Faithful replication is important for obvious reasons, namely sticking as close as possible to the factors that made the original program effective. However, there is a less obvious reason that replications should be as true as possible to the original, at least in the first year or early years of implementation. The reason is because when educators complain about a new program “taking away their creativity,” they are often in fact looking for ways to keep doing what they have always done. And if educators do what they have always done, they will get what they have always gotten, as Einstein noted.

Innovation within proven programs can be a good thing, when schools have fully embraced and thoroughly understand a given program and now can see where it can be improved or adapted to their circumstances. However, innovation too early in replication is likely to turn the best of innovations into mush.

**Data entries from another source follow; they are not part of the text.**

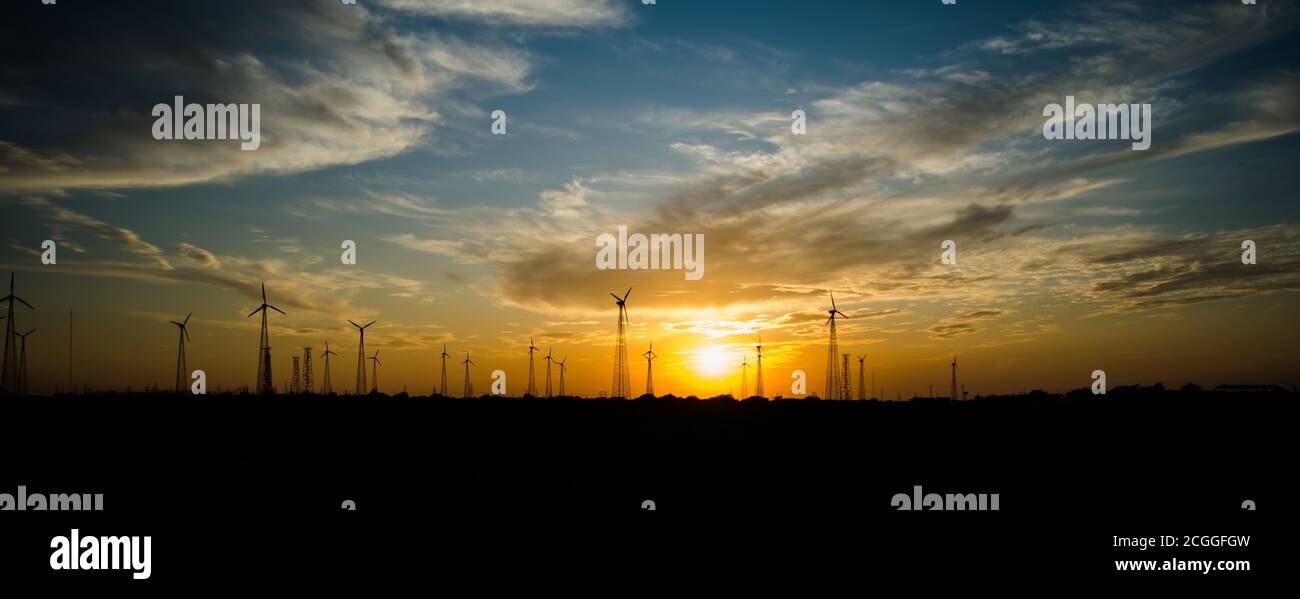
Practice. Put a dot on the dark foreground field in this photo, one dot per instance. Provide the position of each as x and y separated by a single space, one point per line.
512 474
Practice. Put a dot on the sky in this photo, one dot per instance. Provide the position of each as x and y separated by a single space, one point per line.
923 124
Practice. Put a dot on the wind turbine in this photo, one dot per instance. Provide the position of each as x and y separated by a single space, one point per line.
953 395
375 372
620 386
9 377
744 378
862 389
264 381
467 363
845 385
650 355
547 372
329 386
832 380
360 357
532 380
182 380
22 363
562 374
442 386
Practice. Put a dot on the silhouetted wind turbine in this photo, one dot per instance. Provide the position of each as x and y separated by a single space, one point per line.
375 372
467 363
264 381
744 377
532 380
329 386
832 381
360 357
22 363
9 377
953 395
182 378
562 376
622 387
549 372
650 355
862 381
442 386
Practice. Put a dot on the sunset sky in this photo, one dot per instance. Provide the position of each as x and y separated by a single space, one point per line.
923 124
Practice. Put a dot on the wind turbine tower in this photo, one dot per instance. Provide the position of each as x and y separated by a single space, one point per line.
375 372
468 387
360 359
953 396
182 377
308 377
650 355
845 387
862 382
532 381
9 377
22 363
264 381
620 386
744 378
329 386
549 372
442 386
832 376
562 374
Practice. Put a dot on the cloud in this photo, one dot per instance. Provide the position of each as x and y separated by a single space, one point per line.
334 86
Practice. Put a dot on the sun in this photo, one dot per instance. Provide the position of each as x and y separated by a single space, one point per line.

It is perfectly fair for school districts, schools and/or teachers to examine the evidence supporting a new approach to judge just how robust that evidence is: has the program proved itself across a reasonable range of school environments not radically unlike their own? But if the answer to that question is yes, then fidelity of implementation should be the guiding principle of adopting the new program.

Kraków’s castle should have had interior halls to adapt to the cold Polish winters. However, if everyone’s untested ideas about palace design were thrown into the mix from the outset, the palace might never have stood up in the first place!